Prioritizing Perception-Guided Self-Supervision: A New Paradigm for Causal Modeling in End-to-End Autonomous Driving¶

Conference: NeurIPS 2025 arXiv: 2511.08214 Code: Available Area: Autonomous Driving / End-to-End Decision Making Keywords: Causal Confusion, Self-Supervised Learning, End-to-End Driving, Perception-Guided, Closed-Loop Evaluation

TL;DR¶

This work addresses causal confusion in end-to-end autonomous driving by leveraging perception outputs (lane centerlines, agent trajectories) and self-supervised learning to establish causal relationships, achieving state-of-the-art performance on the Bench2Drive closed-loop benchmark (Driving Score 78.08).

Background & Motivation¶

Background: End-to-end autonomous driving systems perform well in open-loop evaluations but suffer significant performance degradation in closed-loop settings.

Limitations of Prior Work: Causal confusion is the root cause—models fail to associate driving behavior with primary environmental factors and instead learn spurious correlations from noisy signals. Existing approaches focus primarily on input noise (e.g., sensor noise) while neglecting noise inherent in the supervision signal itself.

Key Challenge: The imitation learning paradigm over-relies on expert trajectories, which themselves contain substantial noise arising from driving style, temporal delays, and control errors.

Key Insight: Rather than designing complex network architectures, this work proposes changing the source of the supervision signal—shifting from dependence on expert trajectories to reliance on perception outputs (lane centerlines and agent trajectories) to guide planning.

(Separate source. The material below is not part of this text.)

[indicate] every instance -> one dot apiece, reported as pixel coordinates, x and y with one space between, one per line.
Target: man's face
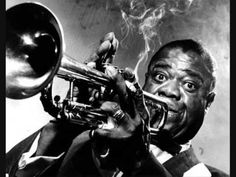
182 81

Core Idea: Positive constraints (MTPS/STPS) ensure correct fundamental driving behavior + negative constraints (NTPS) reinforce safe interaction = a complete causal reasoning framework.

Method¶

Overall Architecture¶

PGS (Perception-Guided Self-Supervision) is built upon a standard end-to-end architecture, comprising a perception module (outputting lane centerlines and future trajectories of dynamic objects), a unified motion prediction and planning module, and a three-level self-supervision mechanism (MTPS, STPS, NTPS).

Key Designs¶

Multi-modal Trajectory Planning Self-supervision MTPS (Target Lane Selection)
- Function: Reformulates multi-modal driving decisions as a lane selection problem.
- Mechanism: From all lane centerlines produced by the perception module, a geometric filter selects three ego-relevant lanes (current, left, right); an MLP predicts a selection score for each lane (softmax-normalized).
- Design Motivation: Lane information inherently encodes all feasible lateral choices; the supervision signal is derived from the distance between the expert trajectory endpoint and each candidate lane, thereby eliminating interference from expert driving style.
Spatial Trajectory Planning Self-supervision STPS (Lane Centerline-Based)
- Function: Uses lane centerlines as a purely spatial reference to replace expert trajectories that carry temporal noise.
- Mechanism: For each point of the expert trajectory, the nearest point on the target lane centerline is found; points within distance \(\leq w\) are replaced by the centerline point, while others are retained.
- Design Motivation: Lane centerlines naturally connect lane entry and exit, avoiding lane deviation caused by accumulated errors.
Negative Trajectory Planning Self-supervision NTPS (Dynamic Object Interaction)
- Function: Uses predicted future bounding boxes as negative signals to enforce collision-free ego trajectories.
- Mechanism: Collisions are detected via the Separating Axis Theorem (SAT); a distance margin is computed at collision timestamps and maximized via \(\max(0, \beta - \|Traj_{ego}^t - Traj_{obj}^t\|_2)\).
- Design Motivation: Positive supervision specifies what the model should do; negative supervision specifies what it should not do.

Loss & Training¶

\[L'_{total} = L_{total} + w_{MTPS} L_{MTPS} + w_{STPS} L_{STPS} + w_{NTPS} L_{NTPS}\]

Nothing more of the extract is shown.